Cual fue el comunicado de la DGCyE
Tras el ataque cibernético, desde el área provincial señalaron: "Nunca el Administrador del dominio ABC, te pedirá que revele sus claves y/o cambie sus datos o clave, por medio de un e-mail".
Además, recomendaron: "No divulgue información personal, datos confidenciales o claves de seguridad por ningún medio que le sean requeridas. No respondas e-mails enviados, en los que se le informe que su servicio o cuenta tiene algún inconveniente y le soliciten que envíe los datos correctos para solucionarlo".

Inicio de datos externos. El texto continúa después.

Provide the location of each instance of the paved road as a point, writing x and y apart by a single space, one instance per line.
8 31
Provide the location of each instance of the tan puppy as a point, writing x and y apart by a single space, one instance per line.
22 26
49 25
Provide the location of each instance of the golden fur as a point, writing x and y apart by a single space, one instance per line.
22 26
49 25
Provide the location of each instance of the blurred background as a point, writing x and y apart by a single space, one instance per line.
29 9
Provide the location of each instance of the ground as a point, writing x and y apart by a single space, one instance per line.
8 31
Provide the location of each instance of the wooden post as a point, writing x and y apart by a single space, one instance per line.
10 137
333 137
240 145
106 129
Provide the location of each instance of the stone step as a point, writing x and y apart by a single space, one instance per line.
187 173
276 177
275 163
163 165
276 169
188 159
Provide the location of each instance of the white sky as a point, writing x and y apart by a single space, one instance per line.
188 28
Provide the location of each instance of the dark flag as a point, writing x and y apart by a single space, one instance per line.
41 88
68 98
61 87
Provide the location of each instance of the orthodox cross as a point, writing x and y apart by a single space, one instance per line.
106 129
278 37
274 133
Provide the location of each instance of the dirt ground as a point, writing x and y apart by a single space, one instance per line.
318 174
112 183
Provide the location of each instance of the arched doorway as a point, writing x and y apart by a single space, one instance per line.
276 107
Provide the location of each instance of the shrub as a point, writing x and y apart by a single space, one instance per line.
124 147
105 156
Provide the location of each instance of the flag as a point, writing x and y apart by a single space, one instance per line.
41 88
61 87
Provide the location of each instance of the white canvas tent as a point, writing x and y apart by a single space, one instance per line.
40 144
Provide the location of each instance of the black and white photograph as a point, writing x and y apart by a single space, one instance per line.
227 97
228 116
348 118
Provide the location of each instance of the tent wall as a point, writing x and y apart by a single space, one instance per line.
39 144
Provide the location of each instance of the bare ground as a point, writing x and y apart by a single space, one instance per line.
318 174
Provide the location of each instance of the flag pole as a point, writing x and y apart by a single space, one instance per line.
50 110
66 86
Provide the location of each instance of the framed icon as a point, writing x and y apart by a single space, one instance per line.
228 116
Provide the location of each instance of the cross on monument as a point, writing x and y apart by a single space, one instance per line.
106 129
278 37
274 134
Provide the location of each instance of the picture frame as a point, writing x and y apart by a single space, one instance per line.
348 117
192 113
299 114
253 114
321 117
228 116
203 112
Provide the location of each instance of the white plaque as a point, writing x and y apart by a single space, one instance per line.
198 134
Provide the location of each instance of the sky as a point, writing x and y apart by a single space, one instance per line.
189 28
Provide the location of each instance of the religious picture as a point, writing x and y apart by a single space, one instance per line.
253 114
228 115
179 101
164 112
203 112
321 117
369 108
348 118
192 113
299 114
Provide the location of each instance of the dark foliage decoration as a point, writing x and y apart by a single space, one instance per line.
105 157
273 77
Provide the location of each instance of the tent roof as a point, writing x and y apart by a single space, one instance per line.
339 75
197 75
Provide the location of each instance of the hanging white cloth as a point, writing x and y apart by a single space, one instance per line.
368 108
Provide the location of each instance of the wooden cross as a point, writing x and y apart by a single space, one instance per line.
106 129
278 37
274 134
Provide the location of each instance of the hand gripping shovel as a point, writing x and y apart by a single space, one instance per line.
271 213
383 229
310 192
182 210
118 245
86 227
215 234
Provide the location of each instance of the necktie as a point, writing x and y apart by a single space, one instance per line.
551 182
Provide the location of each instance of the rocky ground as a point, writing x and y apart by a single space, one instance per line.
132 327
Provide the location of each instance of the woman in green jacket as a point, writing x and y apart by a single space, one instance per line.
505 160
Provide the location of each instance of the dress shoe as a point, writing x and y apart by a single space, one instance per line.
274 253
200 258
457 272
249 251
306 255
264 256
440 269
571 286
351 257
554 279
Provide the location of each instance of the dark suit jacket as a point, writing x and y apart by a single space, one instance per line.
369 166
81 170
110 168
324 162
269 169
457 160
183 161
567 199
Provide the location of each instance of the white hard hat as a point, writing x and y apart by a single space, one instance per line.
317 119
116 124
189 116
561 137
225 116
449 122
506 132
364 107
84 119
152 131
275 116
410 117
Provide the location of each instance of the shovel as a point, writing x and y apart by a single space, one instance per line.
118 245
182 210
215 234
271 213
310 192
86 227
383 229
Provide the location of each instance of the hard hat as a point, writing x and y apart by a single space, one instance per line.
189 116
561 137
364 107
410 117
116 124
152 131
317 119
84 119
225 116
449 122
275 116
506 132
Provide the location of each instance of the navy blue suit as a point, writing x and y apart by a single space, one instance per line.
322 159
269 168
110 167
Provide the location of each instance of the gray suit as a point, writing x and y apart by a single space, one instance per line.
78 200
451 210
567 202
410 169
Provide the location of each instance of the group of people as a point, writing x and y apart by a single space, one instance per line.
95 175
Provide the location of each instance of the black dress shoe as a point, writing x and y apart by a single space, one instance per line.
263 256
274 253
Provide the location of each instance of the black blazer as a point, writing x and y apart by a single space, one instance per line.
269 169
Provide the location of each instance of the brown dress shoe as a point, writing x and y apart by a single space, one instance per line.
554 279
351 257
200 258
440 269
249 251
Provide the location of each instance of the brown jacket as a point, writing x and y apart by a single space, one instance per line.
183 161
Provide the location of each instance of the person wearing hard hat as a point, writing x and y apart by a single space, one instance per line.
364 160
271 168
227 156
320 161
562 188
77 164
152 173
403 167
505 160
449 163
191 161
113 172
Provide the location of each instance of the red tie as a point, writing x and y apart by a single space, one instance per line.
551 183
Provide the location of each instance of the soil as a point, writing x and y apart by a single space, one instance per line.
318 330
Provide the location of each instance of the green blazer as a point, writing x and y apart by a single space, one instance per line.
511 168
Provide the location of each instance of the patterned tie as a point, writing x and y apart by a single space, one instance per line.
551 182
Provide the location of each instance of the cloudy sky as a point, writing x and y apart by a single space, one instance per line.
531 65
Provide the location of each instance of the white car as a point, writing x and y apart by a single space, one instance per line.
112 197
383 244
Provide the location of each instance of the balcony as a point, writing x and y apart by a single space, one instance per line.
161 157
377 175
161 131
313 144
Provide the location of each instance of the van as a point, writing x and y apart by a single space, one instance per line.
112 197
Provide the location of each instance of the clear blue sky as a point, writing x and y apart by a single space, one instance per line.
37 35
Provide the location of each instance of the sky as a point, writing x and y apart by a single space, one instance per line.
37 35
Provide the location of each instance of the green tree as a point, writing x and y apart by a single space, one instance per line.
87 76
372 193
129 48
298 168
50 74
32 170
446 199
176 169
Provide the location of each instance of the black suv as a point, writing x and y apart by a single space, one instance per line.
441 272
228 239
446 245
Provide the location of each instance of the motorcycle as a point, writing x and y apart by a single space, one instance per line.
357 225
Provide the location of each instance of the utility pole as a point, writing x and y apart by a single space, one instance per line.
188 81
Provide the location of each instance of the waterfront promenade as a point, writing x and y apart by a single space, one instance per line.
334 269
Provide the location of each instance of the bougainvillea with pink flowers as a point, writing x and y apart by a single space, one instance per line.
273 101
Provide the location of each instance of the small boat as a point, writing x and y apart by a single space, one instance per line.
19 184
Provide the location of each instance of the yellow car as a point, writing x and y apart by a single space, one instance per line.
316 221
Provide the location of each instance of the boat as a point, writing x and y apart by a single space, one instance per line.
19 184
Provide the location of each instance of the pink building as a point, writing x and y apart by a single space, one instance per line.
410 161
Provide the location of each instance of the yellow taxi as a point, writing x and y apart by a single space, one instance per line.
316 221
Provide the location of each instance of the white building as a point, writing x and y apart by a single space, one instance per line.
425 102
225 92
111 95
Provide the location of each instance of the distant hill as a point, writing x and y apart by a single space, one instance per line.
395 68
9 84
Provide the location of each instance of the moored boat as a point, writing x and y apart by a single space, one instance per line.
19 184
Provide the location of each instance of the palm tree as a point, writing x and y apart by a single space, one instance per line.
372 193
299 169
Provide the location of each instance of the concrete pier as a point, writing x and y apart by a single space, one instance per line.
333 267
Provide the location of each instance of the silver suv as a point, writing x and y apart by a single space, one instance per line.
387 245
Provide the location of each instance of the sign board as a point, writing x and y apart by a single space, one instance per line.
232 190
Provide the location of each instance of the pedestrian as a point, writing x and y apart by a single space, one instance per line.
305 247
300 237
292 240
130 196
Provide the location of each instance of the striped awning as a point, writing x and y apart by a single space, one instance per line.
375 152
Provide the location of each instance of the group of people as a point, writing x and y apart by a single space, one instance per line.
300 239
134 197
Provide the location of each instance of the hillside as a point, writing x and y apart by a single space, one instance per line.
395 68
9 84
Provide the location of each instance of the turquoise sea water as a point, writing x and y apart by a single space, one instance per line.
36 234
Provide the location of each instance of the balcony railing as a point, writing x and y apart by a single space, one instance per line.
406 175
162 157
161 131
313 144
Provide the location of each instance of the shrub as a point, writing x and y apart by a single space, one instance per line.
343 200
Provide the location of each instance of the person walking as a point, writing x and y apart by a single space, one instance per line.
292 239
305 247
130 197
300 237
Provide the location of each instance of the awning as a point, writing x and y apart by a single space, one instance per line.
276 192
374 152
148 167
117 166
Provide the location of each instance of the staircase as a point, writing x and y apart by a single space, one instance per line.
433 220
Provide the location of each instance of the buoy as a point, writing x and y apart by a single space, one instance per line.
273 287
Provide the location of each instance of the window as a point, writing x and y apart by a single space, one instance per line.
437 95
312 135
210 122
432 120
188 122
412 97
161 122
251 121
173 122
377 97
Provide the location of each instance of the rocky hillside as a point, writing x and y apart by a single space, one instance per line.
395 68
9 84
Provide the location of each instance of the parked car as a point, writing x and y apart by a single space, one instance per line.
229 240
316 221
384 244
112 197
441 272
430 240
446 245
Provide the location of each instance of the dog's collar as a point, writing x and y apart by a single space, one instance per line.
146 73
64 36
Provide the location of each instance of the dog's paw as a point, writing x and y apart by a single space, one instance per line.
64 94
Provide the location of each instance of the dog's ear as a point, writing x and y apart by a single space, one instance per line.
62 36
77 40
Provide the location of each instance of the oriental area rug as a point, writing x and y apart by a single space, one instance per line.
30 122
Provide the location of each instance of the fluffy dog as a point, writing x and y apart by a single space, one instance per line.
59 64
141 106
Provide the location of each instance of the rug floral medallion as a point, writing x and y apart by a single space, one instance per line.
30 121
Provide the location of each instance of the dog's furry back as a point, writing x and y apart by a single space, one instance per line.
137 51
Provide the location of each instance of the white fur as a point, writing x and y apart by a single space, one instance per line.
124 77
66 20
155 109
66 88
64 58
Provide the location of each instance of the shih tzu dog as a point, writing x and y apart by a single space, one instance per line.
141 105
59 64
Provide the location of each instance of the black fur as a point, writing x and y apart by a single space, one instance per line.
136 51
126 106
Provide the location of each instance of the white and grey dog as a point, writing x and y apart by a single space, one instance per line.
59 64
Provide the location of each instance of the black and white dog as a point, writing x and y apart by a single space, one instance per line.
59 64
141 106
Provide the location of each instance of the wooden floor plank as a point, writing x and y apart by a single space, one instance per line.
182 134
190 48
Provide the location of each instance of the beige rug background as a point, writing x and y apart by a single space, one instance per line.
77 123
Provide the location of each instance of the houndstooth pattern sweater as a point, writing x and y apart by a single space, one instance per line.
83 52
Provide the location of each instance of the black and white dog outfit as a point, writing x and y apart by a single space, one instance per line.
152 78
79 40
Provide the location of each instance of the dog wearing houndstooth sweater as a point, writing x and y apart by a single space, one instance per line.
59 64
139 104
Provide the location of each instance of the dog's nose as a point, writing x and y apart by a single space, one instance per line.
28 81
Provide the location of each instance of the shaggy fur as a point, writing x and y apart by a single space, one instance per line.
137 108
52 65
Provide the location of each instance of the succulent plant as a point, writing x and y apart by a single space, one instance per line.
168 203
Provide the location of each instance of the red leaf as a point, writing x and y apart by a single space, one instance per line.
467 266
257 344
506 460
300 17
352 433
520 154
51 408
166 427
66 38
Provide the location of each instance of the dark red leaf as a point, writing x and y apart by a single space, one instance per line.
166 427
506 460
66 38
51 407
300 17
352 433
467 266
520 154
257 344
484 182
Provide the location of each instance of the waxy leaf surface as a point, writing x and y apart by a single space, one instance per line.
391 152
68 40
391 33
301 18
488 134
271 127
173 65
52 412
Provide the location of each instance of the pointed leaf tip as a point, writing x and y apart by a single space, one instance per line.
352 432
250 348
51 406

"Borra todo e-mail no solicitado que contenga consultas del tipo de las mencionadas en el ítem anterior. Evite conectarse a los enlaces que puedan figurar en forma adjunta a los e-mails. No utilices la opción que pueda ofrecerle el e-mail para eliminar su nombre de la lista ya que se trata de un recurso utilizado para validar su cuenta de correo", indicaron.
Qué es el "spear phishing" y cómo prevenirlo
Es una variante de phishing que consiste en un ataque dirigido a un usuario o grupo limitado de usuarios. Por medio de correos electrónicos que aparentan ser de una compañía u organismo público legítimo, piden información sensible al destinatario. Normalmente, lo incitan a hacer clic en un enlace o descargar un archivo adjunto, que lo redirige a una página web maliciosa.
Allí piden introducir las credenciales (usuario, contraseña, datos bancarios) Estas páginas web suelen alojarse en países con poca legislación en cuanto a ciberdelitos. Si el mail contiene un archivo malicioso, ni siquiera es necesario que la víctima introduzca sus datos. Al clickear en el enlace corrupto, éste descargará un software malicioso en el equipo.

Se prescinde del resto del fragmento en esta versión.